Roborock s'inspire de l'anatomie humaine pour conquérir les escaliers
L'ascension des marches reste le défi ultime pour les robots domestiques. Si l'édition 2025 de l'IFA avait déjà laissé entrevoir quelques tentatives, c'est lors du CES 2026 que Roborock a frappé un grand coup. Le constructeur ne se contente plus d'améliorer l'aspiration ou le lavage des serpillières, il s'attaque désormais à la mobilité verticale avec un concept de châssis doté de véritables jambes articulées capables d'imiter la démarche humaine.
Nous étions habitués à des évolutions progressives, comme des puissances d'aspiration toujours plus élevées ou des systèmes de chauffe pour l'eau de nettoyage. Pourtant, ce que Roborock a dévoilé dans les coulisses du salon de Las Vegas appartient à une tout autre catégorie technologique. Il ne s'agit pas ici du Saros 20, un modèle déjà très performant capable de franchir des seuils de porte, mais bien d'un projet de recherche et développement qui rompt avec les codes habituels de la robotique ménagère.
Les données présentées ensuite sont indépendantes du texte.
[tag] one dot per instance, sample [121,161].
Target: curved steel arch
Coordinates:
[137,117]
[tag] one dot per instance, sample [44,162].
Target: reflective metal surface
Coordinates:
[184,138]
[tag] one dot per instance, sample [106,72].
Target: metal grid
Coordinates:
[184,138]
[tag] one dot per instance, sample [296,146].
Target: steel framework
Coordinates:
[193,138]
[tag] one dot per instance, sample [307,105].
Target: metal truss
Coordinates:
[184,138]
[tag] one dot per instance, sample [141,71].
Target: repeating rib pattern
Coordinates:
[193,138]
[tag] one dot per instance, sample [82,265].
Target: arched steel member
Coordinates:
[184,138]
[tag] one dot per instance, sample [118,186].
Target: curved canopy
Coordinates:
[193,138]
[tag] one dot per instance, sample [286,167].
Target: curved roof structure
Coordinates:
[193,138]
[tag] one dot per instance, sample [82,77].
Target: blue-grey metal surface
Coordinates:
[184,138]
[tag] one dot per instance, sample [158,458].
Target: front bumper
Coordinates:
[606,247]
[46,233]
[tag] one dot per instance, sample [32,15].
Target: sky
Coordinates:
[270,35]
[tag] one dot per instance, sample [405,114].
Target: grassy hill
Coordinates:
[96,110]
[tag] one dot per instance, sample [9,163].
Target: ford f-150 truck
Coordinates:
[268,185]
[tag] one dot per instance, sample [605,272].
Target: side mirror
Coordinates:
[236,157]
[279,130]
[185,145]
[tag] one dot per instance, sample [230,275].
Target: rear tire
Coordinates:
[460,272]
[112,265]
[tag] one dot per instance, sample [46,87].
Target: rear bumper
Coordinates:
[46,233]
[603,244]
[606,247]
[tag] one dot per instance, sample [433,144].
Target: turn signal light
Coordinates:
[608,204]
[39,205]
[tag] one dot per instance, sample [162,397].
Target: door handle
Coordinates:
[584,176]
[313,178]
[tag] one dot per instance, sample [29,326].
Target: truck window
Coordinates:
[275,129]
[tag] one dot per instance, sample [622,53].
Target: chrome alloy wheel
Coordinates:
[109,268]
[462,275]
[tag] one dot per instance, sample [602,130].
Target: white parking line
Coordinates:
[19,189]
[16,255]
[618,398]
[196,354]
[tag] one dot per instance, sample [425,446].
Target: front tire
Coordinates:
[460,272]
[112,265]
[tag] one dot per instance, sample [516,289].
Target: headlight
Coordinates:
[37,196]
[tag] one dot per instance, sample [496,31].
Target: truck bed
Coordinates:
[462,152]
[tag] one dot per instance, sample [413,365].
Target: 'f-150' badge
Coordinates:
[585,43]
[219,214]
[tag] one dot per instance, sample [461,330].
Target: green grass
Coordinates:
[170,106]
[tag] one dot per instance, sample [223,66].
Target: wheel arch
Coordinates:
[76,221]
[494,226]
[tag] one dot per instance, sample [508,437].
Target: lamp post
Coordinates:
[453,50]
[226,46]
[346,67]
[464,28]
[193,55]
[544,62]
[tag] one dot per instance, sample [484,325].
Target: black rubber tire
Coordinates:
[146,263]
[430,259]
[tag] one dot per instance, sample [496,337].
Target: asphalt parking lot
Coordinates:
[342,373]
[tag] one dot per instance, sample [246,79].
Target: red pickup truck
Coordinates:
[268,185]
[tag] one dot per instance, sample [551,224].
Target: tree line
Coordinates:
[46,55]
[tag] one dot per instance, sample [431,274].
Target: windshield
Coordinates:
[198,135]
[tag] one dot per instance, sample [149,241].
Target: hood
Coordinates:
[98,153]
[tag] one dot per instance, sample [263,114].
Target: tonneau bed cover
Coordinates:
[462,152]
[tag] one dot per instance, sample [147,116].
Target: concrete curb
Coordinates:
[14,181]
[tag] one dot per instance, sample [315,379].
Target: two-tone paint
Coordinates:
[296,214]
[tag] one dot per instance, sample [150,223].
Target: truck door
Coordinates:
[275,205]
Alors que d'autres acteurs du marché comme Mova ou Dreame avec son concept Cyber X explorent des solutions de plateformes élévatrices ou de bras de levage, Roborock mise sur une structure biomimétique. Ce prototype abandonne la dépendance exclusive aux roues pour adopter des membres mécaniques articulés. L'objectif est limpide : permettre à la machine de se déplacer avec la même agilité qu'un être humain au sein d'un foyer complexe.
Une démonstration de stabilité impressionnante
Pour prouver l'efficacité de sa technologie, la marque a partagé une séquence filmée en laboratoire qui se distingue par son réalisme. Loin des images de synthèse parfaites, la vidéo montre un prototype en pleine action, malmené par des ingénieurs. Dans cet exercice de stabilité active, le robot est visé par des balles de tennis lancées avec force.
Là où un appareil traditionnel sur roulettes aurait vacillé ou se serait renversé, ce modèle encaisse les chocs en ajustant instantanément sa posture grâce à ses jambes. Cette capacité de compensation rappelle les prouesses de structures avancées comme celles de Boston Dynamics. Cette innovation marque une rupture nette avec le système AdaptiLift que l'on trouve sur la gamme actuelle, conçu essentiellement pour surmonter des tapis épais ou de petits rebords. Ici, le constructeur vise clairement une autonomie totale dans les environnements à plusieurs niveaux.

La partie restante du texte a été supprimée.